Buying fresh or quick-frozen just-off-the-boat shrimp gets you flavor at its peak, and its best to eat them the same day. If you can’t, and must freeze them at home, here is a glaze that helps preserve any kind of frozen fish or seafood and washes off easily when its time to prepare dinner: combine a quarter-cup of lemon juice and 1-3/4 cups of water in a saucepan. Scoop out about half a cup of the mixture and dissolve a package of unflavored gelatin in it. Bring the rest of the liquid to boiling. Pour in the dissolved gelatin and stir. Remove from the heat and let cool. Dip your seafood in the glaze and freeze as quickly as possible. Shrimp, unlike many fish, can be frozen and refrozen safely. But its not a good idea to do it at home if you don’t have to.

Some people in the fishing industry will tell you that prawns are a separate species from shrimp, while others will tell you they are interchangeable names for the same species. This controversy has gone on for years and isn’t likely to be settled soon. But in general, restaurants and merchants will often refer to the largest shrimp as prawns, or use the terms interchangeably. And speaking of size, how many shrimp should you buy for each serving? Well if you buy them unpeeled, figure about one-third to one-half pound of shrimp per person. If you get them already peeled and deveined, then one-quarter to one-third of a pound per person is sufficient. By the way, a quarter-pound of deveined, peeled shrimp cooks up to about three ounces the weight that the US Department of agriculture considers a standard “serving” for meats and seafood.

Seafood and Unusual Bladder Flares

Unless you have an allergy to fish or shellfish, (assuming you wash off any preservatives) chances are seafood won’t give you bladder trouble. Most IC patients find it very safe. But if you ever experience an intense bladder flare-up from eating seafood you don’t normally react to, here’s a tidbit of useful information. A recent issue of the Journal of the American Medical Association featured a study that makes an important point about tuna and other seafood: contaminated or aging seafood can contain high levels of histamine, an inflammatory substance that is capable of irritating sensitive IC bladder mast cells. The histamine can also set off allergies and cause serious symptoms of histamine poisoning in people with certain heart conditions. This can happen even when the food is not spoiled sufficiently to be obviously old and smelly or cause gastrointestinal upset.

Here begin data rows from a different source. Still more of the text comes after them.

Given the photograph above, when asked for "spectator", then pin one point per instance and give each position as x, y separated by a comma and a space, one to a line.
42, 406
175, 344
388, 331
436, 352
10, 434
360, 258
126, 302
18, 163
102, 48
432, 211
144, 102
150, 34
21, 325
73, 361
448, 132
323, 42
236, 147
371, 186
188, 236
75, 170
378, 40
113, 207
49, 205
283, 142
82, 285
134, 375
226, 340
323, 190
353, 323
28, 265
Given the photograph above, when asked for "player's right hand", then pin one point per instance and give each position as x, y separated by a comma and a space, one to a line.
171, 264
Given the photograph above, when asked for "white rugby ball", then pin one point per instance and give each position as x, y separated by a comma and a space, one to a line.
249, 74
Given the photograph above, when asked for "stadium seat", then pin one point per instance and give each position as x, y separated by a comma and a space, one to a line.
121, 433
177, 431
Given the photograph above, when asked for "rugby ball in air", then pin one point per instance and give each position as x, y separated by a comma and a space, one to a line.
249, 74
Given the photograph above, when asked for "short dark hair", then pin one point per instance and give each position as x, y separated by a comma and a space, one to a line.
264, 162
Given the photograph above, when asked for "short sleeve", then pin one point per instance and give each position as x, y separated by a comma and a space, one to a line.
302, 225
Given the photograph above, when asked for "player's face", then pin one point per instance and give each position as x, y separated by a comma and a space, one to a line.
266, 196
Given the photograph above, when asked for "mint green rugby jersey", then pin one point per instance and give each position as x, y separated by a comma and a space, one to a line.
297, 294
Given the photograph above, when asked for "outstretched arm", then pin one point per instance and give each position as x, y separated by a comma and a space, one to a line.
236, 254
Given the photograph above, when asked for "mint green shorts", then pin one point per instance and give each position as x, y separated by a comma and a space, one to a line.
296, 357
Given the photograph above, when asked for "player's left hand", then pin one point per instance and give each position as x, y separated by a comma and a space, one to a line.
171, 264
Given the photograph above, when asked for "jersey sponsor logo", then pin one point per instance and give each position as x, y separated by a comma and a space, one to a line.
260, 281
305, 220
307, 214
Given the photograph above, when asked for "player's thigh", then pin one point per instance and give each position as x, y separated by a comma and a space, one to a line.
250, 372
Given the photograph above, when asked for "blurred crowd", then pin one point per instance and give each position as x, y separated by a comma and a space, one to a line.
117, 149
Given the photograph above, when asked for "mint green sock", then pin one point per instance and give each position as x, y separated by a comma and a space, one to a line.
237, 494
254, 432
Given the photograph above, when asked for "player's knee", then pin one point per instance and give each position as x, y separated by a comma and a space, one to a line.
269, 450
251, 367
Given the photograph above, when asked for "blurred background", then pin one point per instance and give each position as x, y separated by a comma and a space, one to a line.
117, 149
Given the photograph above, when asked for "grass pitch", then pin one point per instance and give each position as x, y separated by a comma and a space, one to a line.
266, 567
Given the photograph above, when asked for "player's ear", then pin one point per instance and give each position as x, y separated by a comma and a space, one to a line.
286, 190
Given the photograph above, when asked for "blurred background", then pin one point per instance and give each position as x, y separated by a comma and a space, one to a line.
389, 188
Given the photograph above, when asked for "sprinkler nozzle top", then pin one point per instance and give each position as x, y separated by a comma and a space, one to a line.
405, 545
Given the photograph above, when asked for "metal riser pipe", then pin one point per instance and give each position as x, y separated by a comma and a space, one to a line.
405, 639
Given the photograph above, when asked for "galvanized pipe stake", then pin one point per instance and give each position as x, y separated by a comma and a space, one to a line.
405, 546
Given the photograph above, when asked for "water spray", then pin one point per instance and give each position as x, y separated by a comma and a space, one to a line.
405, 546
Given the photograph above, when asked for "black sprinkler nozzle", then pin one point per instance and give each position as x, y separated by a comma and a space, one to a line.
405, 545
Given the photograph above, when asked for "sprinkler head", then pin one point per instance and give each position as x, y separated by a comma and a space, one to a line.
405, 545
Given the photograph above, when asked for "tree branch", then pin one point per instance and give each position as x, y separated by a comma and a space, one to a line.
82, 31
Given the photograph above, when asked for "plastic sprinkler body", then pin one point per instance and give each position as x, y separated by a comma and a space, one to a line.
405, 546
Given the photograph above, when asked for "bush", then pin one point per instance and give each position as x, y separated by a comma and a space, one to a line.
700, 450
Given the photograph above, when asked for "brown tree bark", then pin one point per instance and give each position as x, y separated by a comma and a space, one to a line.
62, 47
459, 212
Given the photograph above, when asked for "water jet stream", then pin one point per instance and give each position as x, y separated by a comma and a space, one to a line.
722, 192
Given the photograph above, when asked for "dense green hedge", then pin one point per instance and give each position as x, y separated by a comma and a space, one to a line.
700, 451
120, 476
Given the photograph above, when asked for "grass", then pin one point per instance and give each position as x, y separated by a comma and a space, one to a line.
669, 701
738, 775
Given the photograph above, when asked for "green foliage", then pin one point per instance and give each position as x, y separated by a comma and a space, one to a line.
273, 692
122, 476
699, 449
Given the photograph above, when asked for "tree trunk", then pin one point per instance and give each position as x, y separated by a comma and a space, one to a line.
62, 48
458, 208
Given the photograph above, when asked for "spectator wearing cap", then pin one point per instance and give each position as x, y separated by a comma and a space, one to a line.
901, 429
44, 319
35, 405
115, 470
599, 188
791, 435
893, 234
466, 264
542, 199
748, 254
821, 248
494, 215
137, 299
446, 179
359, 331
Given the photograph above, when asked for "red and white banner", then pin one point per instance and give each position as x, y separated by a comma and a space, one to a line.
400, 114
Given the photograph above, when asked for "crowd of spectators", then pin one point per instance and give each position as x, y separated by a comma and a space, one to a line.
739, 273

Histamine is created in seafood when bacteria convert an amino acid histidine, into histamine. Tuna is particularly vulnerable to this process because the animal typically has more bacteria to start with when it is caught. Also, meat from the belly of the fish (normally used to make tuna burgers or steaks) can easily become contaminated with bacteria from the fish’s gut during processing. Storing seafood on ice and keeping it properly refrigerated prevents the development of histamine. According to ABC News (, March 19, 2001), the JAMA article’s author (Karen Becker, an official at the Centers for Disease Control) is calling for development of a quick test for histamine in seafood so that local health departments can more easily monitor the safety of food at docks and restaurants. If the test does become publicly available (and simple and cheap), it might be a boon to IC patients too– especially those who are wary of eating at restaurants or trying new food sources.